Once nearly wiped out, this species is experiencing an incredible rebound.

By Sam White

Just a decade ago, the idea of recreationally fishing for a broadbill swordfish would have been virtually unthinkable. The species was being heavily overfished by commercial longlining efforts concentrated along the East Coast and especially in the spawning grounds off the Straits of Florida, that vital swath of water between the mainland US and the islands of the Bahamas where these fish gather to produce their future generations. But thanks to some sound conservation measures, including the banning of longline fishing in many of those areas most vulnerable, the species is making an incredible comeback.

Headed Downhill


In 2019, the National Oceanic and Atmospheric Administration announced that swordfish populations were down by a whopping 65 percent in the early 2000s due to the efforts of the commercial longline fishery, which was targeting broadbills nearly exclusively because of their high market value. These boats set a miles-long main line from a series of buoys called high-fliers, clipping individual baited dropper lines at various intervals. This results in thousands of hooks in the water, each with the potential of catching a swordfish or other pelagic, as well as marlin, porpoises, sea turtles, birds and other species regarded as bycatch.

The average weight of commercially caught swordfish caught in US waters had plummeted from several hundred pounds in the 1960s to just 90 pounds in 1998, a sign that the fishery was collapsing, and that commercial boats were landing a much younger class of fish. Recreational anglers all but gave up even attempting to target broadbills.

Course Change Ahead

Knowing that sustainable fisheries management first requires a sound, science-based approach based on a good understanding of the overall stocks as well as the incredible challenges they faced, NOAA began to investigate ways to reverse this downward trend before the swordfish stocks collapsed completely. The point of no return was rapidly approaching.

By the early 2000s, NOAA instituted several key rules which ultimately led to the turnaround. These included strict limits on the number of commercial vessels allowed to participate in the longline fishery, with minimum size and bag retention limits for both recreational and commercial boats. More specifically, they instituted a series of closures to prevent longlining in waters with historically high levels of undersized swordfish, most notably off the Straits of Florida and in portions of the Gulf of Mexico. These spawning grounds were placed off limits, and the results were positive in both regions. By allowing at least one class of fish to successfully reproduce, stocks quickly began to rebound. And to ensure the closed areas remained so, satellite tracking systems were mandatory on most commercial vessels actively targeting broadbills in those fisheries.

The International Outlook


Another issue: Swordfish are a true pelagic species, crossing the boundaries of many different nations along their migratory routes.
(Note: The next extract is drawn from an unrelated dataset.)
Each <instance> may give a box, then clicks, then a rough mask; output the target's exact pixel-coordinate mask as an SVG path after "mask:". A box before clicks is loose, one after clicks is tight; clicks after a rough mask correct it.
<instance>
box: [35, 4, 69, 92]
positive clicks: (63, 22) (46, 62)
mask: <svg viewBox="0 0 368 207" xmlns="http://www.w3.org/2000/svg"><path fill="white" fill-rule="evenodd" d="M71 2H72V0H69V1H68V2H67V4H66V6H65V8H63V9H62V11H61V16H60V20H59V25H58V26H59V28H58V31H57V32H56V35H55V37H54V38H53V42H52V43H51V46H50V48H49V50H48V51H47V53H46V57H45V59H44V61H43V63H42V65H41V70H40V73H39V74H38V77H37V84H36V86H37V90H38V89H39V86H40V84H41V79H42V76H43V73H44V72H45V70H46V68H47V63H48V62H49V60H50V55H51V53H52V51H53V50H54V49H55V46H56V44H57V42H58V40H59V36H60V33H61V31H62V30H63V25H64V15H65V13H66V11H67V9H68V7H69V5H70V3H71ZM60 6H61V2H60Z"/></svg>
This requires an international management solution—even with US fisheries managers leading the fight, without a strong coalition among other countries, any successes in rebuilding the stocks could be quickly wiped out elsewhere. Enter ICCAT: the International Commission for the Conservation of Atlantic Tunas. This is the top fisheries management organization on a worldwide level for billfish and tuna species—including swordfish—and a key player in any conservation efforts. With US-based commercial interests leading the way by adopting key strategies, ICCAT followed suit with a similar plan to rebuild stocks internationally while also reducing bycatch. By pressing other nations to adopt measures such as catch limits, minimum size lengths, using appropriate observers and reducing discards and bycatch, a brighter future was just around the corner for this species.

Today, NOAA considers the swordfish stock in the North Atlantic to be fully rebuilt and maintaining above-target population levels, although they are understandably keeping a close eye on things. This is especially true given the renewed popularity of this species among recreational anglers, who are now deep dropping during the daytime as well as targeting these fish in the more conventional nighttime surface fishery.

If you choose to harvest a swordfish, the current minimum size is 47 inches as measured from the tip of the fish’s lower jaw to the inside fork of the tail; anglers are allowed one per person to a maximum of four per vessel, and a Federal Highly Migratory Species permit is required. Anglers are also required to report swordfish landings to NOAA within 24 hours of returning to port.